U5MR, under-five mortality rate; uOR, unadjusted OR.

Analytical strategy

Descriptive and multiple regression analyses were performed in this study. The first step of the analyses involved the use of frequency tabulations to describe the proportions of all the explanatory variables, followed by a distribution of under-five mortality per the explanatory variables, with their respective CIs. Then, we conducted a bivariate logistic regression analysis with each of the explanatory variables and the outcome variable (under-five mortality) to assess the link between all the potential determinants and deaths in under-five children without adjusting for the effect of other covariates. This was followed by a multicollinearity test on all the explanatory variables to determine if there was evidence of multicollinearity.

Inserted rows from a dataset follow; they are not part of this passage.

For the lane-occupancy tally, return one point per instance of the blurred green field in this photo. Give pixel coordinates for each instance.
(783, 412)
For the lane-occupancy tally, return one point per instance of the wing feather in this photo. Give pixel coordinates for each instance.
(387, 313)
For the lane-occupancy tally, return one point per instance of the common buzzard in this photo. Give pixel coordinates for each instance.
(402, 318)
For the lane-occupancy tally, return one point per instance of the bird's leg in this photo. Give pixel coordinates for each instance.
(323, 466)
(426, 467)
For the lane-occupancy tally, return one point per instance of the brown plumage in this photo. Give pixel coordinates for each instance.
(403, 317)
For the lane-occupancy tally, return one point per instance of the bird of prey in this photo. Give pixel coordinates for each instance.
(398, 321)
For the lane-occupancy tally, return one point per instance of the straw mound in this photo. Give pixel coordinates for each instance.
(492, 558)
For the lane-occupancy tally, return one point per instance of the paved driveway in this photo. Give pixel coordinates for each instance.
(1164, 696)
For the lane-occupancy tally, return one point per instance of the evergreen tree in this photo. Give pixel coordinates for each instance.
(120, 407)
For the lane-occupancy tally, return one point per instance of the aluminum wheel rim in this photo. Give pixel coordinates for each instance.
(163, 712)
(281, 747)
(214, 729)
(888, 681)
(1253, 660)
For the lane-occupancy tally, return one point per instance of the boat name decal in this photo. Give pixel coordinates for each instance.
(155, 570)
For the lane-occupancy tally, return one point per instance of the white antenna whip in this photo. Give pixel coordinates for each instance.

Using the variance inflation factor (VIF), the multicollinearity test results indicated no collinearity among the explanatory variables (mean VIF=1.49, max VIF=1.66 and minimum=1.01). Next, we performed a multivariable hierarchical logistic regression analysis in three stages. First, community-level socio-economic determinants variables were fitted in the first model to assess their association with under-five mortality (Model I). This was followed by the inclusion of household-level/individual-level socio-economic variables (Model II). Proximate determinants variables were added in the final model to also examine their association with deaths in under-five children (Model III). Categories of the explanatory variables that had the lowest under-five mortality rates were used as reference categories. The goodness-of-fit of the logistic models was assessed using Pseudo R2. Data processing and analysis were performed using Stata, V.14.2 (Stata Corp, College Station, Texas, USA). We further applied sample weight (v005/1 000 000) to correct for oversampling and undersampling. The SVY command in Stata was used to account for the complex survey design and generalisability of the findings. We further used the ‘syncmrates’ command to calculate the under-five mortality rates using the synthetic cohort probability.15

Patient and public involvement

Patients and the public were not involved in the design and conduct of this research.

Results

This study includes 5977 under-five children. Table 1 shows results on the characteristics and the distribution of under-five mortality. Majority of the children were from the Alibori region (14.0%) while only 4.0% were from the Littoral region. A greater proportion of the children were from rural areas (63.0%), middle wealth quintile households (21.1%), Fon ethnic group (35.0%) and Christians (51.2%). Approximately 57.0% of the children were average in size, 50.0% were males and 50.0% females. Approximately 44% were born with ≥4 birth rank and >2 years of birth interval. Under-five mortality was found to be 96 deaths per 1000 live births in the country. Deaths of under-five children was 133 per 1000 live births in the Donga region compared with 44 deaths per 1000 live birth in the Littoral region. Relatedly, under-five mortality was higher in the rural areas (106 deaths per 1000 live births) compared with the urban areas (81 deaths per 1000 live births). Children from poorer households experienced a higher under-five mortality rate (123 deaths per 1000 live births) compared with those from richest households (58 deaths per 1000 live births). Children who were very small at birth had higher under-five mortality rate (163 deaths per 1000 live births) than those with larger than average size at birth (83 deaths per 1000 live births). Under-five mortality was high in children with 2 to 3 birth rank and ≤2 years of birth interval (109 deaths per 1000 live births) compared with those with ≥4 birth rank and ≤2 years of birth interval (77 deaths per 1000 live births). Regarding the sex of the child, under-five mortality was high among males (98 per 1000 live births) compared with females (83 per 1000 live births).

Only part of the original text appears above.